I want Michelle Nunn to win her Senate election in Georgia, but so too do a lot of very rich people who have given her insane amounts of money.
I have a pretty strong feeling that, should Nunn win, those rich people will have their interests well protected.
And I won’t.
I predict that if she wins, she won’t be voting for Mitch McConnell for Majority Leader.
What else she votes for, is lagniappe.
That would almost be termed ‘business as usual’….
I’m currently behind enemy lines, here in Atlanta.
I will be providing every Democrat in Georgia with 2 votes, 1 from myself and 1 from my girlfriend (who is a southern baptist with ultra-conservative parents who previously considered herself conservative :P).
You can break through to these people. It’s all in the narrative. Tell a story using their conjuring words and your political views, and reassure them the whole time that they aren’t terrible people for having terrible, disgusting opinions.
Useful idiot conservatives are brainwashed, fullstop.
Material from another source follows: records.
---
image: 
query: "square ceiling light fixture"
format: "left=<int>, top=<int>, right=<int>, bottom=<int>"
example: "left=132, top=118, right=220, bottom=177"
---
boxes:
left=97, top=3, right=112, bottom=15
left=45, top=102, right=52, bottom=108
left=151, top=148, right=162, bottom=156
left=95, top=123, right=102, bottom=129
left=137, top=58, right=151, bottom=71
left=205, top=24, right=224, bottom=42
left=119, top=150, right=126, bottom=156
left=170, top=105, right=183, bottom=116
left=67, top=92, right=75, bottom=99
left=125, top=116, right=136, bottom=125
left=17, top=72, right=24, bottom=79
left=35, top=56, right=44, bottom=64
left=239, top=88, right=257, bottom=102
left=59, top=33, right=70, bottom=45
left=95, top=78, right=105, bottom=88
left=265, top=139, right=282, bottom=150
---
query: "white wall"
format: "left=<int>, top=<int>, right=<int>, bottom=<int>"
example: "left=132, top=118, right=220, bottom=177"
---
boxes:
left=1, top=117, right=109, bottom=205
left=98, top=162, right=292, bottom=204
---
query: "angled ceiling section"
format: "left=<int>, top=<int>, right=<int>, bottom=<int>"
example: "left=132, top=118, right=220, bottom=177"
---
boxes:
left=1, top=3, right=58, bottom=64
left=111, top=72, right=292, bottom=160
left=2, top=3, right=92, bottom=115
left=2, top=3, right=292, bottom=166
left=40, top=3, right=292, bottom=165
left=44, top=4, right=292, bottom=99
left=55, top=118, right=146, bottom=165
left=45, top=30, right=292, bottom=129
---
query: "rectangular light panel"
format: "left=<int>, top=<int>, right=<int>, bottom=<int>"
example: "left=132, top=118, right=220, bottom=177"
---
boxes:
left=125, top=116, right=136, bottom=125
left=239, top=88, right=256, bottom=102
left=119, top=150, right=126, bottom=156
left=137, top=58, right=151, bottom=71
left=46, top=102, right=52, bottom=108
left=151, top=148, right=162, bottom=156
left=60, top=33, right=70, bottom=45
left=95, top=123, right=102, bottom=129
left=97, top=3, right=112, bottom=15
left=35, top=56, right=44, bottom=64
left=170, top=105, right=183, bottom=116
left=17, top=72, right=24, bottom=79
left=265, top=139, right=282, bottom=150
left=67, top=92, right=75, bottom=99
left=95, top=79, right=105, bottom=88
You have to deprogram them, and it isn’t easy if you don’t have a connection with them otherwise…which is why it’s useless having a “debate” with them for the most part.
It’s interesting that those who will be protected are actually in little need of such protection. Meanwhile, everybody else gets the crumbs.
Tell them a better story. Honestly shouldn’t be that hard since the one conservatives tell isn’t fun, exciting, interesting, or inspiring.
Watched a few minutes of the Grimes/McConnell debate, and hate to say it, but she lacks TV charisma. McConnell is obviously running for the Senate and Grimes is running for some lower office.
Rick Weiland:
This is one very likeable candidate. No wonder Rounds refuses to debate him.
Weiland has a number of surprisingly good short and very short ads in the can and ready to go.
I’m a volunteer in the Nunn Campaign and indeed for all the Dems in the state-wide races. Nunn is a positive person with a positive agenda. So is Carter. Their two opponents are visibly not positive candidates. We’ve got a really good chance in this upcoming election and I’m out knocking on doors to get people to early vote, which started today.
In terms of the money, I suspect that virtually anyone who gets elected to a national office ends up being “bought” to some degree. And that’s the doing of the Supreme Court, the GOP, and the voters. We can change this and the starting point is putting some folks in office who might just be willing to reinstate some sanity into the political process. Gotta start somewhere.
The importance of the Nunn and Carter campaigns for Georgia is the way that they are going about them that stands a chance of re-establishing a geographically more revitalized Democratic Party organization across the 159 counties of Georgia.
The catch-22 of post-Citizens-United politics is having sufficient money not to be drowned by the Koch-financed media shitstorms. Because volunteers and the people they canvass are still influenced by them even though they do not motivate people to go vote but to stay home.
This is the problem that progressives must figure out a way to deal with in order to start putting progressives into office.
Michelle Nunn’s new campaign ad is straightforward and similar to those that Dan Malloy aired in 2010 and 2015 against Tom Foley. But is it good enough? For thinking people it should be. However, Malloy only beat Foley by a few thousand votes in 2010 and is currently struggling against him in a rematch. And that’s in CT!